Option B of Appendix J of 10 CFR Part 50 requires that a Type A test (containment ILRT) be conducted at a periodic interval based on historical performance of the overall containment system. Oconee Unit 3 is currently required to conduct the Type A test every 10 years. Since the last Type A test for Oconee Unit 3 was conducted on September 11, 1992, the 10-year interval for the next test ends on September 11, 2002. With the 15-month extension permitted by Nuclear Energy Institute (NEI) 94-01 and Regulatory Guide (RG) 1.163, the next Type A test may be deferred to December 11, 2003.

The steam generators (SG) for Oconee Unit 3 are scheduled to be replaced during the refueling outage currently scheduled to begin in October 2004. Following SG replacement, a Type A test is required. Since the October 2004, SG replacement is approximately 10 months past the end of the 15-month grace period of December 11, 2003, Oconee Unit 3 would be required to perform two consecutive Type A tests. Thus, the licensee has proposed this one-time extension, which extends the ILRT approximately 16 months to the outage when the SG replacement occurs.

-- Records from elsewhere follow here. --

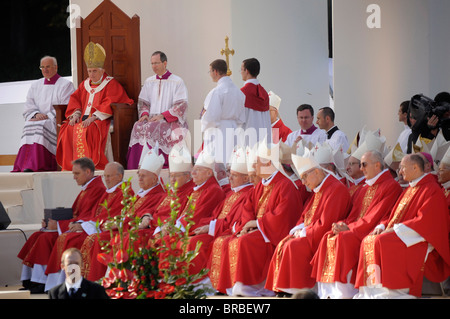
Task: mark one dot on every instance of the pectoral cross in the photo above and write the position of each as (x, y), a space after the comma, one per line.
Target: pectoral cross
(227, 53)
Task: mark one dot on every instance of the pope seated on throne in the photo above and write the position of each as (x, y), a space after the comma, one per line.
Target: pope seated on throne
(89, 112)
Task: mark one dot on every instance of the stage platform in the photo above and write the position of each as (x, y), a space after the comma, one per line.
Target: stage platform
(25, 196)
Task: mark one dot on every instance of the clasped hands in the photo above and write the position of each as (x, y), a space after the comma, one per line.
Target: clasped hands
(39, 117)
(74, 119)
(249, 227)
(154, 118)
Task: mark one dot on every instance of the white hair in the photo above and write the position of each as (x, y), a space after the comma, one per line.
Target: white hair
(55, 62)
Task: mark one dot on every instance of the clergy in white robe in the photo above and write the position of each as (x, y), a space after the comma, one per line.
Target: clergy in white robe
(223, 117)
(308, 132)
(257, 113)
(38, 144)
(404, 135)
(162, 108)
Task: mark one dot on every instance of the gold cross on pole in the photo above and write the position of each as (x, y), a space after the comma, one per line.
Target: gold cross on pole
(227, 53)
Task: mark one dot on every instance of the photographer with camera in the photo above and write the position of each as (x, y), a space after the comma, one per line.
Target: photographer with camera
(426, 117)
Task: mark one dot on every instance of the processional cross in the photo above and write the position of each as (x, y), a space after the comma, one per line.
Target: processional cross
(227, 53)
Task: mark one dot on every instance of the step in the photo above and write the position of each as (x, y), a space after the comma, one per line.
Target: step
(16, 180)
(11, 197)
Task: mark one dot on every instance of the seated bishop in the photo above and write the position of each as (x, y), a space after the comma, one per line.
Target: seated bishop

3.0 EVALUATION The licensee has performed a risk impact assessment of extending the Type A test interval to 151 months. In performing the risk assessment, the licensee considered the guidelines of NEI 94-01, the methodology used in Electric Power Research Institute (EPRI) TR-104285, Risk Impact Assessment of Revised Containment Leak Rate Testing, and RG 1.174, An Approach

For Using Probabilistic Risk Assessment in Risk-Informed Decisions on Plant-Specific Changes to the Licensing Basis.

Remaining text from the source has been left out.